With a non-performing assets ratio of just 0.13%, Bandhan’s R6,000-crore book, comprising entirely unsecured loans, must be the cleanest in the business, and Ghosh intends to keep it that way.
The way the Bandhan chairman and managing director sees it, the biggest benefit of becoming a bank is that it will help lower interest rates for borrowers, currently at 22.9%.
Given that Bandhan borrows at 13% today from a clutch of public, private and foreign banks, it needs to lend at spreads of 1,000 basis points to be able to cover costs — especially the salaries of the 13,000-strong field force. To what extent loans will become cheaper, Ghosh is not sure yet, but he’s confident he can tap the same 55-lakh customer base to which Bandhan lends to build up a deposit base.
“Our customers do have cash surpluses from time to time, especially after they have repaid a loan. Now, they keep this money at home, but once we’re a bank, we can access it. Nearly 100% of our customers are women and they feel the need to save. Besides, there are two earning members in every family, so there is scope to raise deposits,” Ghosh explains.

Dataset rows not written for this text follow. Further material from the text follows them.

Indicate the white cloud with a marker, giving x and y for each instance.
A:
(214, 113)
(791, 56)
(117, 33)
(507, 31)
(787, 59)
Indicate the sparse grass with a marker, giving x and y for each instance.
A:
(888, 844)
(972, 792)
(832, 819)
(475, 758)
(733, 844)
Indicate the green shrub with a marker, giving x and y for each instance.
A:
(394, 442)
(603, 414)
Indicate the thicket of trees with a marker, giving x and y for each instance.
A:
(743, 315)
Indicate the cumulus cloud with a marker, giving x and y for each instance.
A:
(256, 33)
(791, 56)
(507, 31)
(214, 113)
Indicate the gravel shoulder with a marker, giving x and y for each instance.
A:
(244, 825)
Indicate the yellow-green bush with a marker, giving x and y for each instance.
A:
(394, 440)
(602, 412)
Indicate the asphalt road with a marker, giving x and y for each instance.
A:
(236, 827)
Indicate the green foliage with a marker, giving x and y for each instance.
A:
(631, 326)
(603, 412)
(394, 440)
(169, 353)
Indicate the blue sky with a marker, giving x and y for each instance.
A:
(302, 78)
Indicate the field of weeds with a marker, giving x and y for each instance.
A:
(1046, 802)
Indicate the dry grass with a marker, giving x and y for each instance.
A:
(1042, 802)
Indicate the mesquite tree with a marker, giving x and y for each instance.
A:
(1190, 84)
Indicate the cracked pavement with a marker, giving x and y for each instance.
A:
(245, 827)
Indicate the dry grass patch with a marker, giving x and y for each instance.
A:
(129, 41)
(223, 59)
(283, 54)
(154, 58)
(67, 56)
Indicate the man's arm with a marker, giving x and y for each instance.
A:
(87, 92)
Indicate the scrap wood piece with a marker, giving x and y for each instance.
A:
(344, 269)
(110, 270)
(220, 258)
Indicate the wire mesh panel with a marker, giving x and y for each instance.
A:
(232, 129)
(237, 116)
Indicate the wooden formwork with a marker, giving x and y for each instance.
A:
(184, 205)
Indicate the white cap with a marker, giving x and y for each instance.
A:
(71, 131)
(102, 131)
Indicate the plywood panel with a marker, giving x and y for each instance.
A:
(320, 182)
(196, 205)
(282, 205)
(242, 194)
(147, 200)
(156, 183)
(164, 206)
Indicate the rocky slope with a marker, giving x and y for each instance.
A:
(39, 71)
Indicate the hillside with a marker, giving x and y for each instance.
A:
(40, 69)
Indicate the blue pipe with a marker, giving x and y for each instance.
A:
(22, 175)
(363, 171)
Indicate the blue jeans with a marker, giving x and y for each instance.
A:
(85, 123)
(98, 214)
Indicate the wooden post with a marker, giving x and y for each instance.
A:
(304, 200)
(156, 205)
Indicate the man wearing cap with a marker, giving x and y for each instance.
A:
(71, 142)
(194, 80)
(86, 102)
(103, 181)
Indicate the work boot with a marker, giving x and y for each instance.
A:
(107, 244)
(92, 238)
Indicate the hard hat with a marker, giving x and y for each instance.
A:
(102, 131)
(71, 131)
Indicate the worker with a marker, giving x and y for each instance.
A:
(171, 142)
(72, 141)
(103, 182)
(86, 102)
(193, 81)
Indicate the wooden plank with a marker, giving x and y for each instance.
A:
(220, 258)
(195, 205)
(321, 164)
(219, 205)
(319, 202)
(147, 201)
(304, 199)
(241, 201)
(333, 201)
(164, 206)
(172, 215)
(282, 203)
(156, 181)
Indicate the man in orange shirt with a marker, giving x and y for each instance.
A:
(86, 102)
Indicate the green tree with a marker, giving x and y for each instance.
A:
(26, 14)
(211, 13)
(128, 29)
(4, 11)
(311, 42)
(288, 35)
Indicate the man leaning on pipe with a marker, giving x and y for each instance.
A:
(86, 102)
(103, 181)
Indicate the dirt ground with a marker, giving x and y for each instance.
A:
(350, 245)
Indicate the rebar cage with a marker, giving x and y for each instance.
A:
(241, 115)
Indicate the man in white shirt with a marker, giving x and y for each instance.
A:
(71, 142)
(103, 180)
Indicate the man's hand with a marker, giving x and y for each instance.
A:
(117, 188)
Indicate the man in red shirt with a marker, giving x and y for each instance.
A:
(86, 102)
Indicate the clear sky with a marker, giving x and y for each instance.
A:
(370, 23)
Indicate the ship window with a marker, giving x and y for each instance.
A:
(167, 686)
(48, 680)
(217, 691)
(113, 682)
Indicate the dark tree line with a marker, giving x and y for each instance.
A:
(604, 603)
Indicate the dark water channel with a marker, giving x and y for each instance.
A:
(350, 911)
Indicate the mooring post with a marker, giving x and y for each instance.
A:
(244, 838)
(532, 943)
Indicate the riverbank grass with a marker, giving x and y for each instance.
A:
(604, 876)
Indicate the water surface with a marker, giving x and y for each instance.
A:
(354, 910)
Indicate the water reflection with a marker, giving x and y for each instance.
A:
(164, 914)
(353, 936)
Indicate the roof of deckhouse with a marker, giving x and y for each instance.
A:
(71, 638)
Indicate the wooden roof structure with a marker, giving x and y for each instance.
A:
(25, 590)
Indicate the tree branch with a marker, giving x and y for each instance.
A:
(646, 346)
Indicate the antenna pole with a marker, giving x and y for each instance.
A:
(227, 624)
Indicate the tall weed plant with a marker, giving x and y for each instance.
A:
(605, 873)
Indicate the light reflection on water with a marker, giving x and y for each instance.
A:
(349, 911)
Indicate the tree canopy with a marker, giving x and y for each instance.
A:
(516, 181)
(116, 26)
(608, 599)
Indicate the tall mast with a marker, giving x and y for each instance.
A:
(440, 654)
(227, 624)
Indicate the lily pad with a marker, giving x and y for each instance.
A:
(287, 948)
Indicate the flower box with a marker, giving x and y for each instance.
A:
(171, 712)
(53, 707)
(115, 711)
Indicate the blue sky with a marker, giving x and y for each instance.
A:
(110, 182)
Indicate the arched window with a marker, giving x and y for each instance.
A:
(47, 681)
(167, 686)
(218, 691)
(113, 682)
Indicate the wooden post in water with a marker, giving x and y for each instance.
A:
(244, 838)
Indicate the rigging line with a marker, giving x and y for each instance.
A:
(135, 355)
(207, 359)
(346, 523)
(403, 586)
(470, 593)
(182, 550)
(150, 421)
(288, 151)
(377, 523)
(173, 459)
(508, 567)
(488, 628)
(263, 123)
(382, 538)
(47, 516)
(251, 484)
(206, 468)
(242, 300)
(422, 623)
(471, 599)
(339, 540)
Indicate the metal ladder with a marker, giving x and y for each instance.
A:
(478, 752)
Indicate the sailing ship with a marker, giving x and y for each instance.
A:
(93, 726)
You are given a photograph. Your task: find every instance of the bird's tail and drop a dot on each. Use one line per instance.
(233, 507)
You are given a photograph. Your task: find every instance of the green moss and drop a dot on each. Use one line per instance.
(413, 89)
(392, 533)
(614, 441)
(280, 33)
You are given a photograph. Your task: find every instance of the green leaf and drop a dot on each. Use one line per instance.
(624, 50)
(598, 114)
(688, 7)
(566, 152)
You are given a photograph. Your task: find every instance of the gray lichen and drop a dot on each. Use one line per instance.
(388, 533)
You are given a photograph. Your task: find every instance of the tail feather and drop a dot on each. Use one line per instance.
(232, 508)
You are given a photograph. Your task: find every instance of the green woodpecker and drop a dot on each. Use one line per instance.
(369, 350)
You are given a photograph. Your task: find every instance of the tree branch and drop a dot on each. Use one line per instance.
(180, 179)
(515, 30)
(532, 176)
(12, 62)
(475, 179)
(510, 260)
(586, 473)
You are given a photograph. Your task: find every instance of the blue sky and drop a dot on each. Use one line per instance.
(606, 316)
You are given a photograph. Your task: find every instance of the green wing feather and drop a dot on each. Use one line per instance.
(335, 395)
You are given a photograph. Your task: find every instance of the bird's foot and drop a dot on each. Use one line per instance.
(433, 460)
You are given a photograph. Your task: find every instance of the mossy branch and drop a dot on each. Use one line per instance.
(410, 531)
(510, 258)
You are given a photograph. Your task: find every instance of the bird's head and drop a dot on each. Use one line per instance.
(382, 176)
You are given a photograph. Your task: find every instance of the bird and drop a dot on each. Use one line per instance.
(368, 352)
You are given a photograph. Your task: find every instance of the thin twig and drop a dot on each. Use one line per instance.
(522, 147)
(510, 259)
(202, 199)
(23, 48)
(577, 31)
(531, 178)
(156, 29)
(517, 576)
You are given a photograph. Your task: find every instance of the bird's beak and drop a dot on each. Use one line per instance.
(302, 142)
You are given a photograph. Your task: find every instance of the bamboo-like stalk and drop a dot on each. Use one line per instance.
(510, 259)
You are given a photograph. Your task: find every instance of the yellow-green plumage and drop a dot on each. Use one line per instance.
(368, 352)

He adds that the bank will also be looking to approach others in the community for deposits, aware that cost of collection will be relatively high and that the ticket sizes will be small. Once there’s a stable deposit base, the loan portfolio will be diversified — right now, it’s primarily business loans and some educational loans with an average ticket size of R10,000.
“We’re just catering to one segment of the community. When we become a bank, we intend to identify needs of other customers and lend accordingly,” Ghosh says.
Before that happens, however, the branch network needs to be in place across the 22 states where the bank will have a presence.
And the IT platform will need to be upgraded. Given that setting up the infrastructure is not going to be cheap, it’s unlikely Bandhan can drop loan rates too much in the near term, since it could take a while for the deposit base to get built.
First of all, though, Ghosh is looking to get his team together — a mix of insiders and fresh blood for specialised functions such as treasury management. “There is a team under me, but we will need to recruit people,” Ghosh says, sounding calm and collected and not in the least like a man who has bagged a much-coveted banking licence.